Conte ha denunciato come “palesemente contraddittorio” il comportamento di un partito che “presenta la sfiducia senza ritirare i suoi ministri”, tacciando Salvini di “irresponsabilità istituzionale” per aver aperto la crisi in pieno agosto, di “scarsa cultura costituzionale”, di anteporre gli interessi personali e di partito a quelli nazionali, di strumentalizzare i simboli religiosi per foraggiare il proprio consenso elettorale e di fomentare le piazze al grido del “datemi pieni poteri”. In un sussulto d’orgoglio, Conte ha trovato addirittura il coraggio per accennare timidamente, per la prima volta di propria iniziativa, allo scandalo dei presunti finanziamenti russi percepiti dalla Lega dimenticando che, poche settimane prima, chiamato a riferire in Senato il proprio punto di vista sul tema, aveva liquidato la faccenda asserendo che “nessun membro del governo si è discostato dalla linea di adesione alla Nato” e che nessuna forza politica “avrebbe potuto imprimere rapporti internazionali in forza dei rapporti intrattenuti con altre forze politiche di altri Paesi”.

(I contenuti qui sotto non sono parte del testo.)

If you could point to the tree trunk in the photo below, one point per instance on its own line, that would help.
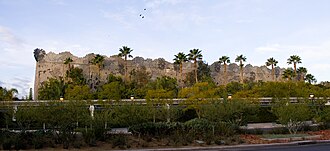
(181, 77)
(273, 72)
(36, 81)
(295, 71)
(126, 68)
(241, 68)
(225, 73)
(195, 64)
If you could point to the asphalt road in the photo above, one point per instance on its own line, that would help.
(310, 147)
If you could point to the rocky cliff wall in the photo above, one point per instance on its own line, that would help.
(51, 65)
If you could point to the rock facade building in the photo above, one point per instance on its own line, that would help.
(51, 65)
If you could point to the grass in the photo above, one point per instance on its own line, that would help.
(272, 136)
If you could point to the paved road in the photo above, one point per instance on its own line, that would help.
(311, 147)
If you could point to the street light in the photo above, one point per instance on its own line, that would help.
(91, 110)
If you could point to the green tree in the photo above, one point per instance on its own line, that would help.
(98, 60)
(224, 60)
(272, 62)
(288, 74)
(112, 91)
(294, 59)
(126, 53)
(310, 78)
(77, 77)
(241, 59)
(179, 59)
(195, 55)
(197, 96)
(140, 77)
(161, 63)
(77, 92)
(7, 94)
(292, 115)
(30, 94)
(52, 89)
(67, 62)
(159, 97)
(164, 83)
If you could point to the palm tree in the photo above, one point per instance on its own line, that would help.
(9, 94)
(294, 59)
(193, 56)
(310, 78)
(126, 53)
(301, 71)
(225, 60)
(179, 59)
(241, 59)
(67, 62)
(272, 62)
(39, 54)
(288, 74)
(98, 60)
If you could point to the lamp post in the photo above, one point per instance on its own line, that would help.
(91, 109)
(61, 98)
(311, 96)
(229, 97)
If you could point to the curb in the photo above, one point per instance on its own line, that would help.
(238, 147)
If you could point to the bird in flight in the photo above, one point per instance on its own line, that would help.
(141, 15)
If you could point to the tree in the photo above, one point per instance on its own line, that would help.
(112, 91)
(241, 59)
(30, 94)
(294, 59)
(161, 63)
(301, 71)
(126, 53)
(272, 62)
(193, 56)
(76, 76)
(52, 89)
(197, 96)
(98, 60)
(225, 60)
(292, 115)
(310, 78)
(7, 94)
(179, 59)
(288, 74)
(67, 62)
(39, 54)
(77, 92)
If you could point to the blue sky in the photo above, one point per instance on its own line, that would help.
(258, 29)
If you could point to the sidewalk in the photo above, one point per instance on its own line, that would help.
(237, 147)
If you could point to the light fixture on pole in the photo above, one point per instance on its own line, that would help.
(91, 110)
(229, 97)
(61, 98)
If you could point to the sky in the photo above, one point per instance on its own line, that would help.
(258, 29)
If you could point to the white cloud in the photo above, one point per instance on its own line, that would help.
(314, 57)
(7, 38)
(157, 3)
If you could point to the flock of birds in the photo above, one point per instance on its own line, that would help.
(142, 15)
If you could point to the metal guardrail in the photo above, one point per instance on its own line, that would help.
(262, 101)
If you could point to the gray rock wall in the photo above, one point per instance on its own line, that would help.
(51, 65)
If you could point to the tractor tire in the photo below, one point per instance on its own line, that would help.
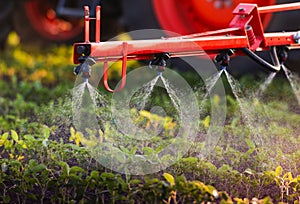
(6, 11)
(145, 17)
(36, 23)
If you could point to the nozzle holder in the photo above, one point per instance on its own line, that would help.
(159, 63)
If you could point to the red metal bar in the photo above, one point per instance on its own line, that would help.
(279, 8)
(245, 32)
(86, 24)
(124, 68)
(97, 31)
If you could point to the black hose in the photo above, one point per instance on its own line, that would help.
(262, 62)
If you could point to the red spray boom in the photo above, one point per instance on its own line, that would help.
(245, 35)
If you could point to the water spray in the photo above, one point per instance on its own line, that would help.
(244, 36)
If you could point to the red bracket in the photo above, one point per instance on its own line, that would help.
(124, 67)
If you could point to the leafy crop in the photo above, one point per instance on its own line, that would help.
(42, 159)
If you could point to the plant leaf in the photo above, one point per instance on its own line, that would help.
(170, 179)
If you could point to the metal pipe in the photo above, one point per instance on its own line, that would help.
(262, 62)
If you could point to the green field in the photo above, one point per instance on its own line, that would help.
(43, 160)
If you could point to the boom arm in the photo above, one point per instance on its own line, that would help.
(245, 35)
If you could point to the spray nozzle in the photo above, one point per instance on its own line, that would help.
(223, 58)
(85, 68)
(159, 63)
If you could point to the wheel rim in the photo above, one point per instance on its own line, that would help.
(186, 17)
(44, 20)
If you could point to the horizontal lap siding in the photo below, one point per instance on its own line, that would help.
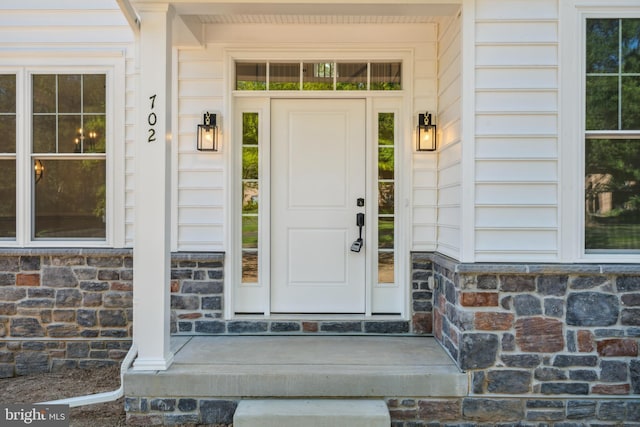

Come brillantemente esposto dalla senatrice Emma Bonino nel suo intervento di ieri, “le dissociazioni postume da un ministro di cui si è coperta ogni scelta, non sono granché convincenti”. Un’arringa di un’oretta, anche se infarcita di virtuosismi giuridici e di richiami ai valori costituzionali e alla correttezza istituzionale, non può lavare via l’onta di aver guidato l’esecutivo che ha forgiato la retorica dei “taxi del mare” per attaccare l’operato delle ong, che ha demonizzato l’accoglienza, che ha strizzato l’occhio all’estrema destra e che, parafrasando ancora le parole della Bonino, “ha trasformato l’Italia in un Paese incattivito dalla frustrazione e dal senso di impotenza”. Con le dimissioni di Conte, si chiude la parentesi di governo più di destra dopo il ventennio fascista: in poco più di un anno, quei valori su cui i Padri Costituenti hanno costruito le fondamenta del nostro ordinamento costituzionale sono stati messi costantemente in discussione. Del governo gialloverde ricorderemo soltanto i baci al rosario, le dediche al “cuore immacolato di Maria” e le bizzarre proposte di messa in stato d’accusa del Presidente della Repubblica. Con buona pace della “grammatica istituzionale” evocata ieri dall’avvocato del popolo.